My next strange vibrations did not occur until the fall of 1995 following my partner David’s death from AIDS related stuff. For many months after his death I would have nightmares often ending with waking up in panic mode with the sheets often drenched with sweat. This did stop eventually after about six months of talk-therapy with a great shrink. No, I do not think I was experiencing untreated sleep apnea.
My most recent bout of strange vibrations occurred this past January when I was out in San Francisco. I was being Innkeeper and mentoring a new 14-week-old puppy. It was a rainy evening with only a few guests and as is my want I started craving something sweet about 7 PM. The pup and I were ensconced in the library catching up on Downtown Abbey episodes.
Wandering into the kitchen I spied a Christmas tin on the counter. Upon inspection I found cookies that I remember being very similar to ones made in large quantities around the holidays. I quickly made short work of 6 or 7 of these cookies. I thought they had a bit of an odd molasses taste but still hit the spot. About 30 minutes later I began to experience very strange vibrations. This was odd I thought since I was in one of the safest places I can imagine on earth and to have waves of anxiety sweep over me rather relentlessly soon had me wondering if these weren’t perhaps the infamous house pot cookies. Several folks in the house have medical marijuana cards and made use of the herb on occasion often in the form of baked goods but usually only ¼ to ½ of one cookie imbibed at a time.

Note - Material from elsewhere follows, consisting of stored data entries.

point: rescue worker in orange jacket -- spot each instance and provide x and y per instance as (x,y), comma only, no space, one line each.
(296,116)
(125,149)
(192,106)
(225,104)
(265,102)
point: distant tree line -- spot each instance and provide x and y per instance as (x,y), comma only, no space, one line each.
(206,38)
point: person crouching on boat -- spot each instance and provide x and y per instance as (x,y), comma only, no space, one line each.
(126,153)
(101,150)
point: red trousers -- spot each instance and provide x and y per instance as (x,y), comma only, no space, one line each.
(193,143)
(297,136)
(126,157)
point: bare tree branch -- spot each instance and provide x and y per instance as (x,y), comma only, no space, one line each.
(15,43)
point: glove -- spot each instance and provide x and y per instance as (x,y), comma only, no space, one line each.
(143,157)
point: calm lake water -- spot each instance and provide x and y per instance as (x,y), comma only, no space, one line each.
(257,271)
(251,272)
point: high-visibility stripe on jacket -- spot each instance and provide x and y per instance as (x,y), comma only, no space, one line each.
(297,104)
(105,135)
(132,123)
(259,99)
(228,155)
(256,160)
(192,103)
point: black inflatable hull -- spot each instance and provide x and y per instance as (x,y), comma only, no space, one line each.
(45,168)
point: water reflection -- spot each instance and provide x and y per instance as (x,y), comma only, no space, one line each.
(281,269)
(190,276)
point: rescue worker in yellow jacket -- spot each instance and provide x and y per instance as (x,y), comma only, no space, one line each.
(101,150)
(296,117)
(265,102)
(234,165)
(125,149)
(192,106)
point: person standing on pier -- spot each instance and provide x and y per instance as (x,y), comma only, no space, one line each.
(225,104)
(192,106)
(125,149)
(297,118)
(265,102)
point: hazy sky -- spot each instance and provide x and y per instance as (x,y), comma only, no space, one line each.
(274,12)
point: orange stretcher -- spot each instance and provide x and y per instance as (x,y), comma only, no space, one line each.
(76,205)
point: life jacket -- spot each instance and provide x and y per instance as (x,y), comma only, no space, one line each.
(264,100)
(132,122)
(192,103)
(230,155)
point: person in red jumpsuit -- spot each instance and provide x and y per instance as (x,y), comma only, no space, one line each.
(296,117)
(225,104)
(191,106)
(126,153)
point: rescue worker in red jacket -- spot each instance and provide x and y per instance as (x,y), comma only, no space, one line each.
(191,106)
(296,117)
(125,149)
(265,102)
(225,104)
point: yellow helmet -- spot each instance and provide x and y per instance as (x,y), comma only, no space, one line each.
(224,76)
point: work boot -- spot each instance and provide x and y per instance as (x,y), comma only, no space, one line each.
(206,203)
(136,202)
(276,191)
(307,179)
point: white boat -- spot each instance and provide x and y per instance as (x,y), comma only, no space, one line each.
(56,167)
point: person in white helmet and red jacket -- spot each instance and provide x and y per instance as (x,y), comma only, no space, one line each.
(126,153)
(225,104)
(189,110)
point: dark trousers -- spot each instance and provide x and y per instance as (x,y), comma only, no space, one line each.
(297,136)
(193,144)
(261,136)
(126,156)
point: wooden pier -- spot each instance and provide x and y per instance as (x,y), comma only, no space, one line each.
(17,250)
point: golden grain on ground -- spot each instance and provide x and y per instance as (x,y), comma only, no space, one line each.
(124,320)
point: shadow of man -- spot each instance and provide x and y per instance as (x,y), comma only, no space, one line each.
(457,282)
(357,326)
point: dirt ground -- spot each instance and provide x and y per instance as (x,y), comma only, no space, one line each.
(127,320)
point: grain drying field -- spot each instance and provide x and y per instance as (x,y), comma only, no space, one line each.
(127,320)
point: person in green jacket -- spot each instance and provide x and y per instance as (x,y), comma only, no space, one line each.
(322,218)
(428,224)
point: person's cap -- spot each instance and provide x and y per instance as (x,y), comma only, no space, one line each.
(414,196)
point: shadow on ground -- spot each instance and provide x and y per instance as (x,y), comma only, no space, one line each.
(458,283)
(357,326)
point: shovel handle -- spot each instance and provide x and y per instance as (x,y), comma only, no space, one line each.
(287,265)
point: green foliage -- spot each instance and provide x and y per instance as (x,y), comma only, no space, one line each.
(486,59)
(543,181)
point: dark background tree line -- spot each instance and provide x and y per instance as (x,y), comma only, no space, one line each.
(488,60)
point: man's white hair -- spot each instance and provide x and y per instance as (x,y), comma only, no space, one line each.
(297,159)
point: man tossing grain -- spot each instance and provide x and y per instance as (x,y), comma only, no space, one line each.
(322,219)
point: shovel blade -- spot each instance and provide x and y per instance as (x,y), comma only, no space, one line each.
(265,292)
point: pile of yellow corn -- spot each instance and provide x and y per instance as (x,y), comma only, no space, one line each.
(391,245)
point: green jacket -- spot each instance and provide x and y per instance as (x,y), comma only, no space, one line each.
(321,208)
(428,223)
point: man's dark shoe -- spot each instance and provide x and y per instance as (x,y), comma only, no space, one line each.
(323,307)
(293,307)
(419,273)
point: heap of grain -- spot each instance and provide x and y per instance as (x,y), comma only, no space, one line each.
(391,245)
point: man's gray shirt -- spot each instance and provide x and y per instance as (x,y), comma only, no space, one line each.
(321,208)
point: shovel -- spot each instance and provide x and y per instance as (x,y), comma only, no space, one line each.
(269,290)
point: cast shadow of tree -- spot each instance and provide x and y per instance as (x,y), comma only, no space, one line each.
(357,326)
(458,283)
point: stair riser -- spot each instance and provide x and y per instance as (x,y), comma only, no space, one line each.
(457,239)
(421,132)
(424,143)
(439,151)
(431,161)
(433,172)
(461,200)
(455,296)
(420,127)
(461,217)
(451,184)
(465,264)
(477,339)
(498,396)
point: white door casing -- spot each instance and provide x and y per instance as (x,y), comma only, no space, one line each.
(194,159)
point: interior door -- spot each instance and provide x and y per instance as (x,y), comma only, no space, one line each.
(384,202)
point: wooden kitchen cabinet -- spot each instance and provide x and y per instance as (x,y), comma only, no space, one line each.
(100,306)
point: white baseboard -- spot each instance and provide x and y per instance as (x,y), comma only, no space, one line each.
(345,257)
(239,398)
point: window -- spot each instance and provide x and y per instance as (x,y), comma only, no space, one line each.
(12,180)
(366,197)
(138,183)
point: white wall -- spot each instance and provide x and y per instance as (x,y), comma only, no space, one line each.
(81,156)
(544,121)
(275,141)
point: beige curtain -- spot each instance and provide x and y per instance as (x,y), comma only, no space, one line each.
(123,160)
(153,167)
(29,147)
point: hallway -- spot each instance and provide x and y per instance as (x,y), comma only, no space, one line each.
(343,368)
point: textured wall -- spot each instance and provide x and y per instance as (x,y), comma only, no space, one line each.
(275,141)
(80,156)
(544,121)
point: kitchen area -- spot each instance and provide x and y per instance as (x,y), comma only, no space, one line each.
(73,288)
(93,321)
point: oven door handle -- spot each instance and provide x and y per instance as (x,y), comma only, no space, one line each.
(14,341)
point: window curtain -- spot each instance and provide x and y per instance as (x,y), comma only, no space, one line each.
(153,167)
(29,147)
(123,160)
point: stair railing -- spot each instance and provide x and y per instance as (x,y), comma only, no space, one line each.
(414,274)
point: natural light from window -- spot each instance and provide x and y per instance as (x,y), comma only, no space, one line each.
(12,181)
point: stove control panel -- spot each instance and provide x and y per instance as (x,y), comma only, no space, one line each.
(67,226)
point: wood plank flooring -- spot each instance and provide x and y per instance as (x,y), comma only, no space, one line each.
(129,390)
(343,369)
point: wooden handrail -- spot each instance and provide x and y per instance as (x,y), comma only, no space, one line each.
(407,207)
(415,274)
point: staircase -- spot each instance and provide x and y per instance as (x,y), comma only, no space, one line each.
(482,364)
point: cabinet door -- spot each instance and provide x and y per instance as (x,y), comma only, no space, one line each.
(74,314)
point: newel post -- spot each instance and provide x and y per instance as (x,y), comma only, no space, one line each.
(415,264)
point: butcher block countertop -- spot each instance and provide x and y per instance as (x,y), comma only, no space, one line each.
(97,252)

Long story short I was able to determine that the cookies were “loaded”. After several calls to Denver friends with questions about HIV Meds and large quantities of THC I was assured there were no physical interactions. I clearly recognized the anxiety as familiar ground and was able to weather the storm with the help of a good friend who came home from work early and some conscious breath work. After about six hours I was pretty much back on earth with the strange vibrations fading away. I was left to ponder a line from an old Grateful Dead song: “Maybe you had too much too fast”.
I was able throughout though to remember not only how to operate my cell phone and walk the dog but also I could easily recall my zip code.